Cast and Crew: Barry Sonenfeld (Cinematography); Holly Hunter
What It’s About: Bar owner Julian Marty (Dan Hedaya) hires a private eye (M. Emmet Walsh) to kill his wife Abby (Frances McDormand) and her boyfriend Ray (John Getz), one of Marty’s bartenders. Of course, lack of trust, double crosses and each characters actions combine to make a mess of what begins as a simple, if bloody, plan…
Why Watch it Today?: The Four Tops “It’s the Same Old Song” peaked for the last time at #5 on the Billboard Hot 100 chart today in 1965. Why is this significant? It illustrates how even a simple soundtrack change can effect a movie. When Blood Simple, the Cohen Brothers first feature film, was released, the classic song was used in a scene when Marty’s other bartender at his shit-kicker bar, Meurice (Samm-Art Williams) hops over the bar, walks over to the jukebox, and walks back as the Four Tops upbeat by lyrically melancholy song plays. Blood Simple was an independent film that only made a modest profit, so when it was released to video the song in this scene was changed to a more economical version of “I’m a Believer” covered by Neil Diamond. The change effects the scene-for one thing, it seems incongruous that Meurice is a real big Neil Diamond fan, but, more importantly, the choice of the song itself, which originally emphasized what happened in the previous scene as well as the changing relationships of several characters, is lost, and we’re left with a song clearly chosen as a non-country song with a nostalgic edge that was cheap, rather than appropriate for events of the film. Oh, the tyranny of song rights!
The scene as it originally played (if you go earlier in the scene you can get a better idea of why the song was chosen, though it is slightly spoilerific). I wasn’t able to find a similar clip of the scene with “I’m a Believer”, but just imagine it.

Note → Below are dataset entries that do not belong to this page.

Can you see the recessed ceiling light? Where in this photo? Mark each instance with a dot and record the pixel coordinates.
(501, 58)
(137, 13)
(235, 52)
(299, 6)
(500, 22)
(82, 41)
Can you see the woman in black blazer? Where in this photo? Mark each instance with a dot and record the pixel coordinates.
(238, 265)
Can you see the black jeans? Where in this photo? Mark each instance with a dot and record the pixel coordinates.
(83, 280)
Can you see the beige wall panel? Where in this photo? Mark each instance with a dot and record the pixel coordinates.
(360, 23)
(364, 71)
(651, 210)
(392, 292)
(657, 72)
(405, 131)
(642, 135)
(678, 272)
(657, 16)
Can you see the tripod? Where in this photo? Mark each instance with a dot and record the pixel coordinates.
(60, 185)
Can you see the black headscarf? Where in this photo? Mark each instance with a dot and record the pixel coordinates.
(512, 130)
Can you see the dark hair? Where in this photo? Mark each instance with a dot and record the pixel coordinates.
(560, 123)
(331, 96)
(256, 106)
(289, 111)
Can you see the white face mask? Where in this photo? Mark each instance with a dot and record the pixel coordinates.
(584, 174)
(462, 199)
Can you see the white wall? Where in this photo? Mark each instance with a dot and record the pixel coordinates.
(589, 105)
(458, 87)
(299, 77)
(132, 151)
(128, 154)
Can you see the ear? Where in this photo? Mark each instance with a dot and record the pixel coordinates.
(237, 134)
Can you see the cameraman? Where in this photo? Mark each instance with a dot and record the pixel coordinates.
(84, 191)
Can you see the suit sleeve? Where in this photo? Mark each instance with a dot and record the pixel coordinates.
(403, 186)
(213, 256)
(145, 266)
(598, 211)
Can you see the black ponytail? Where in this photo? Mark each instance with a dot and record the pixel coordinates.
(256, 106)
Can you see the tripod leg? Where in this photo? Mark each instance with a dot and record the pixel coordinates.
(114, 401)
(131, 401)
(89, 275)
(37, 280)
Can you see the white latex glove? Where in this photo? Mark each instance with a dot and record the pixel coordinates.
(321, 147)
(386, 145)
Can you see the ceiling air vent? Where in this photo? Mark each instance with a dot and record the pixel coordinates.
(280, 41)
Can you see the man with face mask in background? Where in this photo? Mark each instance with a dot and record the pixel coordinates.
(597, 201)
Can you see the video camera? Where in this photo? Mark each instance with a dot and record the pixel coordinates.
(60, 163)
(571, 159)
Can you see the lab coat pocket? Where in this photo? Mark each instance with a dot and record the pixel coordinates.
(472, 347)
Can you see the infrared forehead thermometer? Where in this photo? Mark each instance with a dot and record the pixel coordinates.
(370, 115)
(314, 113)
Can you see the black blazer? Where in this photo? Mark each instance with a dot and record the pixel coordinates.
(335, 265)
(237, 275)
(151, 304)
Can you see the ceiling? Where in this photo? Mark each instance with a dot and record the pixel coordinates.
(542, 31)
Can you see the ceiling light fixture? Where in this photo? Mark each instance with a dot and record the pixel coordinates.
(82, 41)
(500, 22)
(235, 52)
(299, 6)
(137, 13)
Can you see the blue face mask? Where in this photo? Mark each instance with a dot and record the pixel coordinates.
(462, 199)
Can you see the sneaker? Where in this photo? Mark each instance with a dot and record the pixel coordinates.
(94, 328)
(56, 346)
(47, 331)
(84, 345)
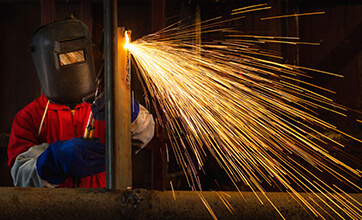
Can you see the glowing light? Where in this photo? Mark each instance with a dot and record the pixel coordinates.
(252, 115)
(127, 35)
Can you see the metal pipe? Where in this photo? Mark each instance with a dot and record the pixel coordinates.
(122, 118)
(43, 203)
(110, 67)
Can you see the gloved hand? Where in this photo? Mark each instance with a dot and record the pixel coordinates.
(73, 158)
(98, 107)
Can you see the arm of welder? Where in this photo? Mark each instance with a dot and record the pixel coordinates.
(24, 172)
(142, 129)
(23, 149)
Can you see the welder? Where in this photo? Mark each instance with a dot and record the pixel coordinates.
(46, 147)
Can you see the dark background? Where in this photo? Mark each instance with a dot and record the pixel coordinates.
(338, 30)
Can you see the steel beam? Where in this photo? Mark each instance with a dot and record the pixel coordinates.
(110, 67)
(42, 203)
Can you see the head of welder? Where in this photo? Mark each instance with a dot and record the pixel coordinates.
(62, 55)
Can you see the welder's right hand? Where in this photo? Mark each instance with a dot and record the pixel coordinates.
(73, 158)
(97, 107)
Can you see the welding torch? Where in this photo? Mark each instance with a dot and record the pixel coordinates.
(89, 129)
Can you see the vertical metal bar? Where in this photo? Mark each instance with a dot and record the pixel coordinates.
(86, 13)
(47, 11)
(158, 167)
(110, 67)
(122, 118)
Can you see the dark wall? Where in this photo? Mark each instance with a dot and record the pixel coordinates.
(18, 84)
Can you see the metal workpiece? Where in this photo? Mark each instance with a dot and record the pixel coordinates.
(110, 67)
(42, 203)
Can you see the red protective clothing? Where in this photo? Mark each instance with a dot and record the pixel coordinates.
(61, 123)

The Coens restored the original song for their (edited) re-release to art houses in 1998, so you’re unlikely to see the terrible Neil Diamond version of this scene unless you really dig around. Blood Simple is a rough early effort from the filmmakers that gives hints of the films they would go on to make, while simultaneously settling in the darkest regions of their filmmaking, producing a Neo Noir whose thriller elements occasionally verge on horror territory (no doubt helped by their association at the time with fellow enfant terrible Sam Raimi).